MSU Dept of Sociology

Home / faculty / Directory / Zhenmei Zhang

Zhang, Zhenmei

434C Berkey Hall
Department of Sociology
Michigan State University
East Lansing, MI 48824

517-355-7545
.(JavaScript must be enabled to view this email address)

Vita

Zhenmei Zhang

Associate Professor

Zhenmei Zhang is Associate Professor of Sociology at Michigan State University. She received her Ph.D. degree from the Pennsylvania State University. Dr. Zhang’s areas of expertise include aging and the life course, family and health, racial/ethnic disparities in health, and elder abuse and neglect in nursing homes.
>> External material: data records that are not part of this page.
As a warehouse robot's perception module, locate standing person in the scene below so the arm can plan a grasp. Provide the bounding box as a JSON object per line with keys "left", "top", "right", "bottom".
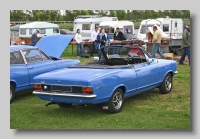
{"left": 90, "top": 27, "right": 99, "bottom": 57}
{"left": 113, "top": 27, "right": 124, "bottom": 54}
{"left": 105, "top": 28, "right": 109, "bottom": 33}
{"left": 151, "top": 26, "right": 166, "bottom": 59}
{"left": 74, "top": 29, "right": 84, "bottom": 57}
{"left": 96, "top": 28, "right": 110, "bottom": 61}
{"left": 28, "top": 30, "right": 39, "bottom": 46}
{"left": 179, "top": 24, "right": 190, "bottom": 65}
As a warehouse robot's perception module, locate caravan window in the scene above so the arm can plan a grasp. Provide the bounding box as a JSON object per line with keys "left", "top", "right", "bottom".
{"left": 163, "top": 24, "right": 169, "bottom": 32}
{"left": 29, "top": 29, "right": 32, "bottom": 35}
{"left": 140, "top": 24, "right": 160, "bottom": 34}
{"left": 95, "top": 24, "right": 99, "bottom": 28}
{"left": 20, "top": 29, "right": 26, "bottom": 35}
{"left": 39, "top": 29, "right": 46, "bottom": 34}
{"left": 82, "top": 24, "right": 91, "bottom": 30}
{"left": 53, "top": 28, "right": 59, "bottom": 33}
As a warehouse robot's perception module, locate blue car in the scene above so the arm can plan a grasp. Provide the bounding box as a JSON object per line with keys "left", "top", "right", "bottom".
{"left": 32, "top": 45, "right": 178, "bottom": 113}
{"left": 10, "top": 35, "right": 80, "bottom": 103}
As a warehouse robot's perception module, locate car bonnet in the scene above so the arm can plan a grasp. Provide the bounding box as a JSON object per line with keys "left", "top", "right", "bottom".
{"left": 35, "top": 35, "right": 74, "bottom": 58}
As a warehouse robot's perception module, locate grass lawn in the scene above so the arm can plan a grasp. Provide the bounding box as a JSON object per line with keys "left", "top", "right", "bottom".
{"left": 10, "top": 45, "right": 190, "bottom": 129}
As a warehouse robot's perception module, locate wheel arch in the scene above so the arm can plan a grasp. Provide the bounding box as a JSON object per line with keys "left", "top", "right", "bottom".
{"left": 10, "top": 81, "right": 17, "bottom": 91}
{"left": 112, "top": 85, "right": 126, "bottom": 96}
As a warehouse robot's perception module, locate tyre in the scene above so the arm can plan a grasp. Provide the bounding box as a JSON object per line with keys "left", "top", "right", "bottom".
{"left": 84, "top": 45, "right": 90, "bottom": 54}
{"left": 108, "top": 88, "right": 124, "bottom": 113}
{"left": 176, "top": 48, "right": 183, "bottom": 56}
{"left": 57, "top": 103, "right": 72, "bottom": 108}
{"left": 10, "top": 85, "right": 15, "bottom": 104}
{"left": 159, "top": 73, "right": 173, "bottom": 94}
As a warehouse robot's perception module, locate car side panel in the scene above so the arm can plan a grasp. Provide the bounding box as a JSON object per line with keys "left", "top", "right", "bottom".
{"left": 37, "top": 68, "right": 138, "bottom": 104}
{"left": 88, "top": 68, "right": 138, "bottom": 101}
{"left": 54, "top": 59, "right": 80, "bottom": 69}
{"left": 27, "top": 60, "right": 57, "bottom": 85}
{"left": 157, "top": 60, "right": 177, "bottom": 82}
{"left": 10, "top": 65, "right": 30, "bottom": 92}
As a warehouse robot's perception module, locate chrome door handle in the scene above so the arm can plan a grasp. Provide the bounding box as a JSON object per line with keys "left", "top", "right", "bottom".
{"left": 135, "top": 69, "right": 141, "bottom": 72}
{"left": 28, "top": 67, "right": 34, "bottom": 69}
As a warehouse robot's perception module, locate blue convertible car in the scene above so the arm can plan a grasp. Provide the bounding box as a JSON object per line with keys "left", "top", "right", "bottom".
{"left": 10, "top": 35, "right": 80, "bottom": 103}
{"left": 32, "top": 45, "right": 177, "bottom": 113}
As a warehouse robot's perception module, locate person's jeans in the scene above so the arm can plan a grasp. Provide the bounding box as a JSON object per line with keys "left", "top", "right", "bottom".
{"left": 76, "top": 43, "right": 83, "bottom": 57}
{"left": 98, "top": 46, "right": 107, "bottom": 61}
{"left": 151, "top": 43, "right": 166, "bottom": 59}
{"left": 113, "top": 43, "right": 120, "bottom": 54}
{"left": 90, "top": 41, "right": 96, "bottom": 57}
{"left": 179, "top": 46, "right": 190, "bottom": 64}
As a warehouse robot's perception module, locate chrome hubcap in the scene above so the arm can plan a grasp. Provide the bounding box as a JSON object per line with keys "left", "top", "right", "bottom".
{"left": 165, "top": 76, "right": 172, "bottom": 90}
{"left": 112, "top": 92, "right": 122, "bottom": 109}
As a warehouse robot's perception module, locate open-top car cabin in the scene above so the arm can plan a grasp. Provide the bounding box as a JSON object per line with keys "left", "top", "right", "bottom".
{"left": 69, "top": 45, "right": 150, "bottom": 69}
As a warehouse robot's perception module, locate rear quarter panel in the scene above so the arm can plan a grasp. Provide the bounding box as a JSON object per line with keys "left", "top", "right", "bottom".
{"left": 88, "top": 68, "right": 137, "bottom": 102}
{"left": 157, "top": 60, "right": 177, "bottom": 82}
{"left": 54, "top": 59, "right": 80, "bottom": 69}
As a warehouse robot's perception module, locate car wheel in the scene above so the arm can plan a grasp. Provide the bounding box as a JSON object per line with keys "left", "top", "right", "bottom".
{"left": 57, "top": 103, "right": 72, "bottom": 108}
{"left": 10, "top": 85, "right": 15, "bottom": 104}
{"left": 176, "top": 48, "right": 183, "bottom": 56}
{"left": 108, "top": 88, "right": 124, "bottom": 113}
{"left": 84, "top": 45, "right": 90, "bottom": 54}
{"left": 159, "top": 73, "right": 173, "bottom": 94}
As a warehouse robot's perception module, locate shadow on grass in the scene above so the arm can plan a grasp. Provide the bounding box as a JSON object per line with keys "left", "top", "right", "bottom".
{"left": 12, "top": 89, "right": 34, "bottom": 103}
{"left": 28, "top": 88, "right": 163, "bottom": 116}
Specifically, her research has focused on the effects of social relationships (parental and marital history) on both physical and mental health in later life and the role of gender in moderating the impact of social relationships on health. Another line of her research has examined racial/ethnic differentials in a variety of health outcomes, including chronic health problems, functioning problems, and active life expectancy. Most recent projects include an examination of early life influences on cognitive impairment and dementia in China and the United States. Presently, she is investigating patterns and determinants of intergenerational transfers in contemporary China. Dr. Zhang’s research has appeared in Journal of Marriage and Family, Social Science and Medicine, Journal of Gerontology: Social Sciences, Research on Aging, The Gerontologist, and Journal of Elder Abuse and Neglect.

Research Interests

  • Family, gender, and health over the life course
  • Racial and ethnic health disparities
  • Early-life environment and health in later life
  • Aging and health in China; Elder abuse and neglect

Areas of Specialization: Health and Medicine; Family

Subareas: Aging, China

Recent Publications

Zhang, Zhenmei, Mark D. Hayward, and Chuntian Lu. 2012 "Is there a Hispanic Epidemiologic Paradox in Later Life? A Closer Look at Chronic Morbidity." Research on Aging 34 (5):548-571.

Selected Grants

Zhenmei Zhang has received an R03 Grant from the National Institute on Aging (NIA) to study the origins, mechanisms, and consequences of racial gaps in cognitive impairment. Funding period: 2011-2013.